Then, the baby birthed again, and this time it was Jonny Lee in there. Noticeably different at the start; if BC's opening act is a piece of interpretative dance, JLM's is more of a gymnastic floor exercise. His voice, as he gains it, is more visceral; his gait, more antic, and yes, as one fellow fan noted, he is the much more wet-mouthed of the two monsters. There's a lot more anger in him when he's beaten, yelled at and rejected; on the comic side, he got essentially the same laughs as his Cumberpart did in the previous incarnation.
When Victor makes his first extended appearance at roughly the halfway mark, this version noticeably picked up. BC is just so undeniably himself in whatever role he attempts, and you felt it as his presence took over the scenes with his father, his bride, his brother and ultimately his creation.

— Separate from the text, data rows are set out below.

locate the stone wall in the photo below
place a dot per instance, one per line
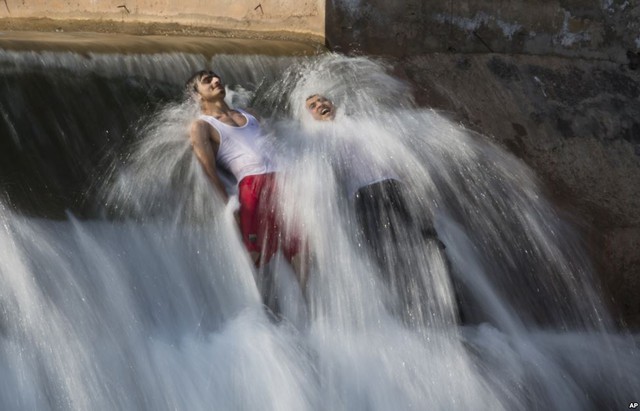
(603, 29)
(300, 16)
(554, 82)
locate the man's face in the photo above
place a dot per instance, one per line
(210, 87)
(320, 107)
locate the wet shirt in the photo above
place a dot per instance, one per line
(242, 149)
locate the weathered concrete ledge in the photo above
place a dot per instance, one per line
(206, 45)
(304, 17)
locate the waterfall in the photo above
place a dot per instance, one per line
(124, 283)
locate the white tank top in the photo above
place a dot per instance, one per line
(241, 149)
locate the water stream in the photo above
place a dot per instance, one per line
(124, 284)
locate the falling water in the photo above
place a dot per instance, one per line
(125, 284)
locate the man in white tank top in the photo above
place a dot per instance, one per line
(232, 140)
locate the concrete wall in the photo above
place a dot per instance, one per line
(299, 16)
(603, 29)
(556, 82)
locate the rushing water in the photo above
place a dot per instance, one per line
(137, 294)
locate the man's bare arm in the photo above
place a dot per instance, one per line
(204, 141)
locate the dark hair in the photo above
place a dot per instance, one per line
(191, 86)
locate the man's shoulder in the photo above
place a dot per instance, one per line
(201, 128)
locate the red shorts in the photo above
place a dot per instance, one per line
(261, 221)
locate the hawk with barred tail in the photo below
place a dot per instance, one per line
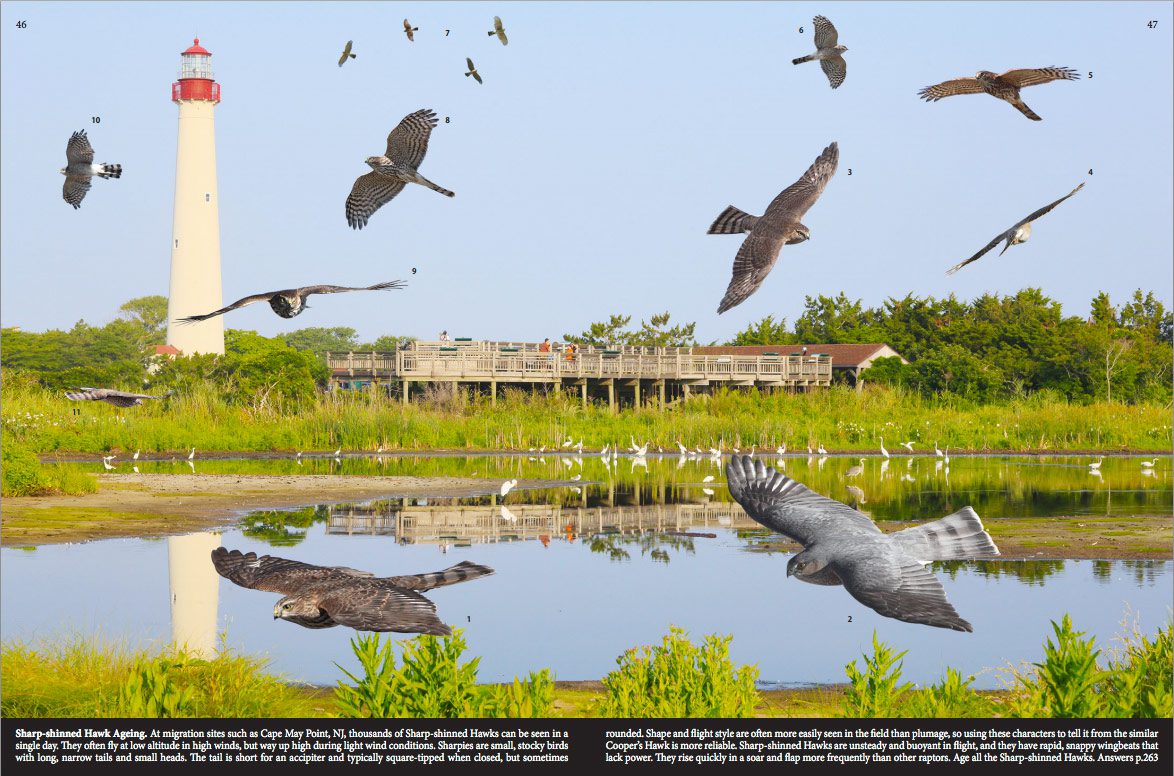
(290, 302)
(828, 51)
(324, 596)
(842, 546)
(406, 146)
(1005, 87)
(81, 169)
(777, 227)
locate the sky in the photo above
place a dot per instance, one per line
(587, 167)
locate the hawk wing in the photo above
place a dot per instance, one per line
(338, 289)
(950, 88)
(836, 69)
(409, 141)
(276, 574)
(79, 150)
(1037, 75)
(825, 35)
(370, 193)
(794, 201)
(1009, 233)
(75, 189)
(898, 587)
(754, 261)
(238, 303)
(783, 505)
(375, 605)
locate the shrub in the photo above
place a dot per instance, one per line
(677, 679)
(875, 692)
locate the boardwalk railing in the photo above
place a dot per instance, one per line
(523, 362)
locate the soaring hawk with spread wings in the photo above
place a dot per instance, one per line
(322, 596)
(406, 146)
(1005, 87)
(841, 546)
(777, 227)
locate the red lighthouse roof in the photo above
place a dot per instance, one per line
(196, 48)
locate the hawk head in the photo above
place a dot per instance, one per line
(805, 564)
(798, 235)
(292, 607)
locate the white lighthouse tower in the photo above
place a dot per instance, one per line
(195, 231)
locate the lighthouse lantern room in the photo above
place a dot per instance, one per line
(195, 75)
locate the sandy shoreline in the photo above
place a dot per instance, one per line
(160, 505)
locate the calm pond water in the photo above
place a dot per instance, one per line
(582, 577)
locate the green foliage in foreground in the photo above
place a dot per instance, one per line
(1067, 683)
(79, 677)
(677, 679)
(433, 683)
(22, 474)
(839, 418)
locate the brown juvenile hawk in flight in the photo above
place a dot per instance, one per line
(117, 398)
(81, 169)
(828, 52)
(406, 146)
(322, 596)
(1004, 87)
(777, 227)
(290, 302)
(1016, 235)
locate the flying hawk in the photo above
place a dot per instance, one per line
(290, 302)
(1005, 87)
(406, 146)
(472, 71)
(778, 225)
(81, 169)
(842, 546)
(322, 596)
(499, 31)
(117, 398)
(828, 51)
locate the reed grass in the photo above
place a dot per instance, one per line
(838, 417)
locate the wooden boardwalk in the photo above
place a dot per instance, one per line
(667, 372)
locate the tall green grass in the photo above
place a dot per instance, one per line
(839, 418)
(433, 683)
(89, 677)
(679, 679)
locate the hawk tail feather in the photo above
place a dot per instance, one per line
(461, 572)
(956, 537)
(733, 221)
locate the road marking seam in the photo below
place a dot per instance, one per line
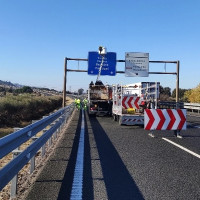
(183, 148)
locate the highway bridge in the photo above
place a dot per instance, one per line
(121, 162)
(96, 158)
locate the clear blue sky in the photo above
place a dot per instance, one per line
(36, 36)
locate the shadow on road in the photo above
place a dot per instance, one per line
(118, 181)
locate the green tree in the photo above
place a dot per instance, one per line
(80, 91)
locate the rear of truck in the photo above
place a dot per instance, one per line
(99, 100)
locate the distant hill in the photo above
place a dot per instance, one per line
(6, 83)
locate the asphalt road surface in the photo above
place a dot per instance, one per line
(123, 162)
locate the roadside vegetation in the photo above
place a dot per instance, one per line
(18, 110)
(186, 95)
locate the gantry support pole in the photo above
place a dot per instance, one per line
(177, 81)
(65, 82)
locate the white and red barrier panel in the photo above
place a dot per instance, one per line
(165, 119)
(131, 102)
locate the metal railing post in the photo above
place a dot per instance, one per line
(32, 163)
(13, 189)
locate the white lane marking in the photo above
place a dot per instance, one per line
(77, 186)
(183, 148)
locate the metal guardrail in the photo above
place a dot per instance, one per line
(14, 140)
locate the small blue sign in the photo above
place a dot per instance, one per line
(108, 67)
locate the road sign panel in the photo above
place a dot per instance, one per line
(108, 67)
(137, 64)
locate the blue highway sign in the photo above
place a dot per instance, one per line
(108, 67)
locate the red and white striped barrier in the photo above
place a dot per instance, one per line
(131, 102)
(165, 119)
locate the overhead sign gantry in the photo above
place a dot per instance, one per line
(102, 65)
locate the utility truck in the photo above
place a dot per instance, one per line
(99, 99)
(129, 101)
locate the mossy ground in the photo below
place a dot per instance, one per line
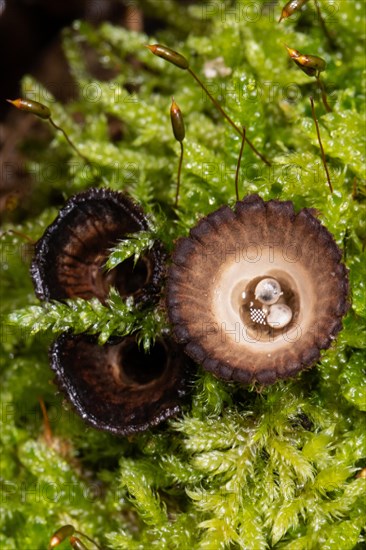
(246, 468)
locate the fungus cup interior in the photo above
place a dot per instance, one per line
(117, 387)
(211, 296)
(70, 257)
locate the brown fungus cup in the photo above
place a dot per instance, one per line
(118, 387)
(70, 256)
(256, 292)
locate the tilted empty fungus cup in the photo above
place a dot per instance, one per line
(70, 256)
(118, 387)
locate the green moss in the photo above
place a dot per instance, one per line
(241, 468)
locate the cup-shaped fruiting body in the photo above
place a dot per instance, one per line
(217, 291)
(70, 257)
(118, 387)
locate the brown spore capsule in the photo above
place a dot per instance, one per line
(70, 257)
(118, 387)
(212, 291)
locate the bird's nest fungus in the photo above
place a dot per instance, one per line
(256, 292)
(118, 387)
(70, 257)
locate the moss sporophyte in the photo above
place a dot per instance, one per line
(190, 289)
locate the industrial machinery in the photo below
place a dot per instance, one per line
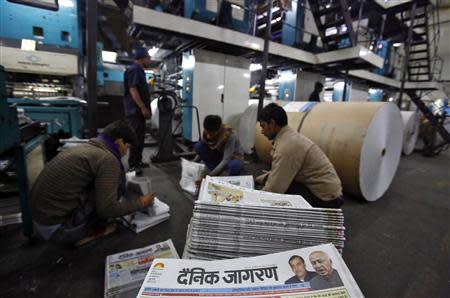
(287, 22)
(21, 160)
(40, 47)
(232, 14)
(217, 83)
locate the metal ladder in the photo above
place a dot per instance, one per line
(334, 23)
(417, 57)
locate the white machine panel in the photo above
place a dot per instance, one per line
(220, 87)
(17, 60)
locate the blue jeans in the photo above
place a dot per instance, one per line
(212, 158)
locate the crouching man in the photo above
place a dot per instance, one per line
(79, 189)
(220, 148)
(298, 165)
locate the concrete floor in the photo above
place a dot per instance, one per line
(398, 246)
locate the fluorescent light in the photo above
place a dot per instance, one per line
(28, 45)
(188, 62)
(255, 67)
(109, 56)
(66, 3)
(153, 51)
(287, 76)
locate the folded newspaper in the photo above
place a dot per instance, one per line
(125, 271)
(190, 173)
(243, 181)
(311, 272)
(231, 221)
(153, 215)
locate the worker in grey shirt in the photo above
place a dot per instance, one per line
(220, 148)
(80, 189)
(326, 277)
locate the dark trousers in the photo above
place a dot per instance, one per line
(212, 158)
(137, 122)
(82, 221)
(299, 189)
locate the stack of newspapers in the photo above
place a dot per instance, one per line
(231, 221)
(313, 272)
(125, 271)
(141, 220)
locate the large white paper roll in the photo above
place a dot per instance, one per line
(411, 123)
(362, 140)
(246, 128)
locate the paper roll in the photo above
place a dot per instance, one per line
(362, 140)
(411, 123)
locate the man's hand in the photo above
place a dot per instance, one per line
(261, 179)
(147, 200)
(145, 112)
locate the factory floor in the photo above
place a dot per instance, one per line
(398, 246)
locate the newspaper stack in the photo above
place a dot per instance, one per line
(317, 272)
(191, 172)
(231, 221)
(152, 216)
(141, 220)
(125, 271)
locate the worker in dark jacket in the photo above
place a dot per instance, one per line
(79, 189)
(220, 148)
(137, 103)
(315, 95)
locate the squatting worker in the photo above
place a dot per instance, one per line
(327, 277)
(298, 165)
(137, 103)
(79, 189)
(220, 148)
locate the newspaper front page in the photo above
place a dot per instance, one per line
(312, 272)
(214, 190)
(190, 173)
(125, 271)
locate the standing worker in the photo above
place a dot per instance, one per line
(315, 95)
(137, 103)
(298, 165)
(220, 148)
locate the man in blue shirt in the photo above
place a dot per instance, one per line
(137, 103)
(315, 95)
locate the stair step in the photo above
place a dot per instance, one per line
(418, 66)
(419, 42)
(418, 59)
(335, 37)
(325, 11)
(331, 24)
(419, 73)
(422, 25)
(419, 16)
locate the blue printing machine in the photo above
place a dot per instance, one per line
(61, 114)
(207, 11)
(56, 24)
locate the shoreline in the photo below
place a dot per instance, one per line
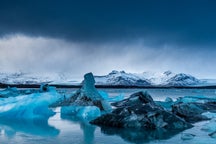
(108, 86)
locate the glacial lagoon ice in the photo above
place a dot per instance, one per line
(30, 106)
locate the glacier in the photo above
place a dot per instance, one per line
(30, 106)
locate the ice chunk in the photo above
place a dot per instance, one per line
(83, 112)
(198, 98)
(33, 106)
(187, 136)
(111, 99)
(9, 92)
(209, 115)
(210, 127)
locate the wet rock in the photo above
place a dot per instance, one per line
(87, 96)
(140, 111)
(192, 111)
(187, 136)
(139, 98)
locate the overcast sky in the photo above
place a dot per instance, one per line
(77, 37)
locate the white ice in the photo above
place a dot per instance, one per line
(32, 106)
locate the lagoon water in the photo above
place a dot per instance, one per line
(69, 130)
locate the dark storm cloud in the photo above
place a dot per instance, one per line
(158, 22)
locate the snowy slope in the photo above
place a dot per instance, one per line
(167, 78)
(121, 78)
(147, 78)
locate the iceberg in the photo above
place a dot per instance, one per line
(31, 106)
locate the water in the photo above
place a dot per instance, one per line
(69, 130)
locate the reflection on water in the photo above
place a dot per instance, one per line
(61, 129)
(88, 129)
(139, 136)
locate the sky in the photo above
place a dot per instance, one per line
(68, 36)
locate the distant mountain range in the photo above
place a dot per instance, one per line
(148, 79)
(114, 78)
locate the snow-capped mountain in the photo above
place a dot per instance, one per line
(114, 78)
(147, 79)
(121, 78)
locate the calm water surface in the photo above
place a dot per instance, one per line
(68, 130)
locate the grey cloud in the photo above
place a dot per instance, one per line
(179, 22)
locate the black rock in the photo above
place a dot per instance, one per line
(192, 112)
(139, 98)
(140, 111)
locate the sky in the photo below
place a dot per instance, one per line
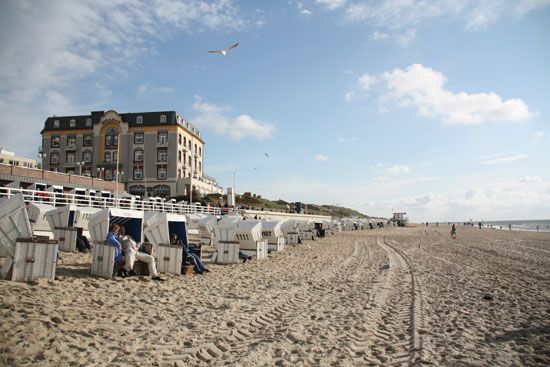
(439, 109)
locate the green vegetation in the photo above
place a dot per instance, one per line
(258, 203)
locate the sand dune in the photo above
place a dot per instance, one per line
(381, 297)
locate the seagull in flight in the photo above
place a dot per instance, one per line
(225, 50)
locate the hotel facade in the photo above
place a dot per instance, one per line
(158, 153)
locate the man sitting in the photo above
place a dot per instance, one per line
(131, 250)
(188, 256)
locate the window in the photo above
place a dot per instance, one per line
(111, 137)
(87, 157)
(87, 140)
(138, 173)
(138, 138)
(54, 158)
(162, 155)
(71, 141)
(55, 141)
(162, 137)
(161, 172)
(138, 155)
(70, 158)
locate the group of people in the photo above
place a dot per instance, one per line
(128, 251)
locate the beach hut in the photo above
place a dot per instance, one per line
(290, 231)
(27, 257)
(273, 233)
(249, 235)
(61, 221)
(82, 217)
(103, 254)
(227, 248)
(158, 231)
(206, 229)
(193, 222)
(37, 217)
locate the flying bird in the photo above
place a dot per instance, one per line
(225, 50)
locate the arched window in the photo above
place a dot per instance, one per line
(111, 138)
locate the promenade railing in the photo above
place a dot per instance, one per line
(124, 202)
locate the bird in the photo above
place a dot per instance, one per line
(225, 50)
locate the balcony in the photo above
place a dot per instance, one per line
(110, 165)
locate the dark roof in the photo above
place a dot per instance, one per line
(149, 119)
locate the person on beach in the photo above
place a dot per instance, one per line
(188, 255)
(131, 250)
(112, 239)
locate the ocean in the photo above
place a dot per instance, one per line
(541, 225)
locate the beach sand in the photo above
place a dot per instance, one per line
(398, 296)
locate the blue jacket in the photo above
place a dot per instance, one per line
(113, 240)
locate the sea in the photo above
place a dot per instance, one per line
(541, 225)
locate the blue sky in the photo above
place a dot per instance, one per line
(436, 108)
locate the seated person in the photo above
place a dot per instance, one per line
(82, 243)
(244, 256)
(112, 239)
(130, 248)
(188, 256)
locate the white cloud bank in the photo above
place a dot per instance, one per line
(504, 159)
(424, 89)
(215, 117)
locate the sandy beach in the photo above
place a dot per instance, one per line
(399, 296)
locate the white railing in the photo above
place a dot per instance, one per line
(125, 202)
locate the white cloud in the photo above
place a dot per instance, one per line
(539, 135)
(332, 4)
(406, 14)
(423, 88)
(214, 117)
(398, 169)
(147, 89)
(47, 47)
(379, 36)
(346, 140)
(366, 81)
(504, 159)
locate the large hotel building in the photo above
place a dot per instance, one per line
(158, 152)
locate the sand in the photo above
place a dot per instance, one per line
(400, 296)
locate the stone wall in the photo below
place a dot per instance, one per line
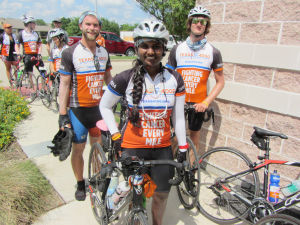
(264, 22)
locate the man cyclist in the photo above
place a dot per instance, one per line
(7, 42)
(84, 68)
(154, 95)
(50, 44)
(32, 46)
(58, 38)
(194, 59)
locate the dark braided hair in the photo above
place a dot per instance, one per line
(137, 92)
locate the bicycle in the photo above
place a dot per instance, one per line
(44, 83)
(278, 219)
(25, 83)
(230, 186)
(100, 170)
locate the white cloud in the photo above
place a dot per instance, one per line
(67, 3)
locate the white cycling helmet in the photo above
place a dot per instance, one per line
(27, 19)
(152, 29)
(199, 11)
(57, 32)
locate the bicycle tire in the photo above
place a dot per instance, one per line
(214, 202)
(96, 158)
(278, 219)
(43, 91)
(137, 218)
(187, 199)
(26, 88)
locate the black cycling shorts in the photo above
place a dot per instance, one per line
(195, 119)
(160, 174)
(30, 63)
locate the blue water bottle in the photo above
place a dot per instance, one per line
(274, 187)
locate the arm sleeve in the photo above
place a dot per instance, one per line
(217, 63)
(107, 102)
(178, 120)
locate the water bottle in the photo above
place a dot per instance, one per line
(114, 181)
(292, 188)
(274, 187)
(121, 191)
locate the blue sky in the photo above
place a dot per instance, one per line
(120, 11)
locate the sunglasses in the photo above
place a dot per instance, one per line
(201, 20)
(96, 63)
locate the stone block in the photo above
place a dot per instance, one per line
(249, 115)
(291, 149)
(260, 33)
(229, 71)
(290, 34)
(224, 32)
(287, 80)
(288, 125)
(211, 138)
(243, 11)
(221, 107)
(281, 10)
(217, 12)
(258, 76)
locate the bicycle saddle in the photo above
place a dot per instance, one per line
(267, 133)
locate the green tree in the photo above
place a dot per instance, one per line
(173, 13)
(128, 27)
(40, 22)
(111, 26)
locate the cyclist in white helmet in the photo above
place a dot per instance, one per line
(154, 94)
(59, 40)
(57, 24)
(32, 45)
(194, 59)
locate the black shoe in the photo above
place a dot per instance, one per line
(80, 194)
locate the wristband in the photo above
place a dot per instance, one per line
(205, 103)
(184, 146)
(116, 136)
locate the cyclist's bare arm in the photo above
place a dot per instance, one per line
(220, 82)
(107, 76)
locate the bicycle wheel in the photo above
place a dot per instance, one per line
(137, 218)
(278, 219)
(188, 190)
(27, 87)
(43, 91)
(218, 191)
(96, 159)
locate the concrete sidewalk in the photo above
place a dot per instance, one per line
(34, 134)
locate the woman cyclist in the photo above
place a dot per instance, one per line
(7, 42)
(58, 38)
(154, 94)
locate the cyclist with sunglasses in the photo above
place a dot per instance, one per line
(84, 68)
(154, 95)
(194, 59)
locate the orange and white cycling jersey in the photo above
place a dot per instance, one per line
(158, 98)
(55, 57)
(6, 43)
(31, 42)
(87, 80)
(195, 67)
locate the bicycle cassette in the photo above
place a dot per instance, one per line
(259, 209)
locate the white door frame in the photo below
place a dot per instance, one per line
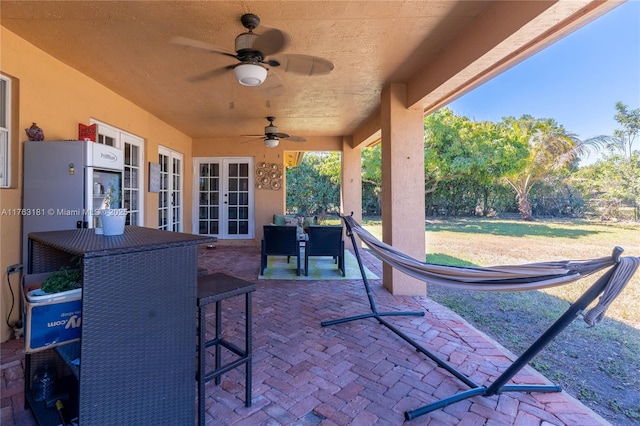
(169, 179)
(222, 195)
(133, 174)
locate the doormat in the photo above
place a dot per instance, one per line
(320, 268)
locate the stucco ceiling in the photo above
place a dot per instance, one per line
(438, 48)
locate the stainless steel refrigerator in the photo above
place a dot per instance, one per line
(65, 182)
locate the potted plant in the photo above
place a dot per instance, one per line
(64, 281)
(113, 217)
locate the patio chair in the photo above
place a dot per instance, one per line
(324, 241)
(279, 241)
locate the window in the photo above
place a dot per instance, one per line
(5, 131)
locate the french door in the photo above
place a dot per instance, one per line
(133, 179)
(223, 199)
(170, 196)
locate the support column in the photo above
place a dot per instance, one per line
(403, 199)
(351, 194)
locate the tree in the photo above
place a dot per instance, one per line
(463, 159)
(314, 186)
(625, 137)
(550, 149)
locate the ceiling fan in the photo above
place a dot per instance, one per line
(272, 137)
(252, 51)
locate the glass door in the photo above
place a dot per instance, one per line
(224, 197)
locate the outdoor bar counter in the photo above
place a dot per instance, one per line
(137, 346)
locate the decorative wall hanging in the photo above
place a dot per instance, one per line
(269, 176)
(87, 132)
(34, 133)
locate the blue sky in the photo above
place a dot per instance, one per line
(576, 81)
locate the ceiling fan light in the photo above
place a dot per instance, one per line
(271, 143)
(250, 74)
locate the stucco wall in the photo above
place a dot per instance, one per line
(267, 202)
(57, 98)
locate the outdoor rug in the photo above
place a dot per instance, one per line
(320, 268)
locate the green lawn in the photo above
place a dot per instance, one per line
(486, 242)
(599, 365)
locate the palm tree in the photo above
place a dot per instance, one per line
(550, 149)
(624, 138)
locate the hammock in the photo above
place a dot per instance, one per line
(496, 278)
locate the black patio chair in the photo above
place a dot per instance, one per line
(279, 241)
(324, 241)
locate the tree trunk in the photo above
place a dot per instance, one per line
(524, 207)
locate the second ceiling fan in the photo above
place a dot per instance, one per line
(272, 136)
(252, 51)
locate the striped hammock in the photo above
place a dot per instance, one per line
(532, 276)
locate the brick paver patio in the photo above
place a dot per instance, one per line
(356, 373)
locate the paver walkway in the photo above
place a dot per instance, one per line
(356, 373)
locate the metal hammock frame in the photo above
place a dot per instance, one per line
(526, 277)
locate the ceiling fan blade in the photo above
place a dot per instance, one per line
(271, 42)
(273, 86)
(197, 44)
(209, 74)
(253, 138)
(296, 139)
(305, 64)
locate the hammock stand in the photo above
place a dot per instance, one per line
(499, 384)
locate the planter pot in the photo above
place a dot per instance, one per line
(113, 221)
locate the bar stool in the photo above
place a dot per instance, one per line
(216, 288)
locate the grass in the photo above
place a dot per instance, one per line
(600, 365)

Yet you saw glimpses, in each of them, of mannerisms and even vocalizations taken from their other role of the previous night. And the ending, which finally boils them down to their rawest and most equal bare humanity, rings even truer once you realize that, in the end, there's really not much difference between the two of them, regardless of who's playing at what.
The only other casting change was a different young actor playing William; both did well, especially in their late scenes with Victor. All the other aspects of the production were solid on both occasions, from the music to the lighting to, especially on this end, the make-up department's complete removal of JLM's prodigious ink from view.
Both shows were preceded by the Tom Hiddleston trailer for Coriolanus, which also stars Sherlock's possibly smarter brother Mark Gatiss.
All in all, a good ending to the day. Tomorrow promises to be longer and far more dull.